The bad news is that this is major surgery that usually takes 4 hours and can last 6 hours. It is highly successful, but recovery is slow. I can expect 1 or 2 days in the cardiac Intensive Care unit, a 7 - 10 day stay in the hospital, a 3 month recuperation (driving after 6 weeks). It'll be 6 months till I feel fully normal.
So, I moved from Emergency Surgery status, to Planned Urgent status. As a result, they've been gathering information about my heart, blood flow, etc to ensure that I will survive the surgery AND to identify anything else needing fixing. I've had an ECG, a Stress Test, and EchoCardiogram, more blood tests, an X-ray, and a 2 1/2 hour pre-operation clinic during which we had an hour will a very knowledgable nurse, met the anaesthetist, etc.

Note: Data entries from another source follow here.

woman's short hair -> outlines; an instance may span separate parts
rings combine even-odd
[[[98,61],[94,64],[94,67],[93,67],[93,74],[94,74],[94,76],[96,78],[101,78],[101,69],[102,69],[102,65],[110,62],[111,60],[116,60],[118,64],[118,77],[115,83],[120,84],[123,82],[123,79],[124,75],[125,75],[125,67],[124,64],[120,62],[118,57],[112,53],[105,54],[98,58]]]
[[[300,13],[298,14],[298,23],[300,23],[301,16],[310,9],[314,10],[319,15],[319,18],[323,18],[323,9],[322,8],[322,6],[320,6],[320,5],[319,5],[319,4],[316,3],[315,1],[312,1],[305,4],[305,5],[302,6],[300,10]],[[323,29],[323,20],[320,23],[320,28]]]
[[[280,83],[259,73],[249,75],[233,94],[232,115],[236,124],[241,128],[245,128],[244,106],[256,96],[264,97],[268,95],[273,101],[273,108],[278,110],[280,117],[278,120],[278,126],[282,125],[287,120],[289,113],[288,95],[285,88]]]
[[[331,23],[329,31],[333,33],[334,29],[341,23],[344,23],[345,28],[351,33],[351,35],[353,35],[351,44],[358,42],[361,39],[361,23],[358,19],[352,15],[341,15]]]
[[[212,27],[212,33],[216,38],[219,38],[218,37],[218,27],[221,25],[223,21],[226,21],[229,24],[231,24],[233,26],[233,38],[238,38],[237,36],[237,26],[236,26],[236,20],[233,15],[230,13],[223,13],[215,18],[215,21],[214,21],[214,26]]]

I am very pleased with the quality and caring nature of all my contacts.
My GP advised that it is good practice for (particularly ) men over 40 to be checked, but even more important that those with a family history to be checked. I do NOT have any outward symptoms, so only the ultrasound or a cat scan would pick it up.
During my stay in Hospital, and in recovery at home, I will be able to shower myself, microwave meals, get up by myself and do what is necessary. But, I'll bet limited to 10 pound lifts for 6 weeks and 20 pounds for the next 6 weeks. This will put a lot more pressure on Louise.
She is loathe to ask for help, but in the short term she could use help getting her back and forth to the hospital, possibly shopping and just checking in with her.
You can contact her directly at our home 250.655.3811 or on her email firstname.lastname@example.org
Thanks you already for all your good wishes
I will almost certainly have my cell phone with me after I get to the ward. You can try to text me at 250.589.4852
Also, I AM social, and I think I would LIKE visitors. BUT ... I am advised that I may have limited energy. So, please come and visit once I'm on the ward. I MAY not be awake, but I'll have a pad of paper or book next to the bed that you can write in. NO flowers or food on that ward.
I expect to be on the 7th floor of the Hospital in the 7NE ward, I believe.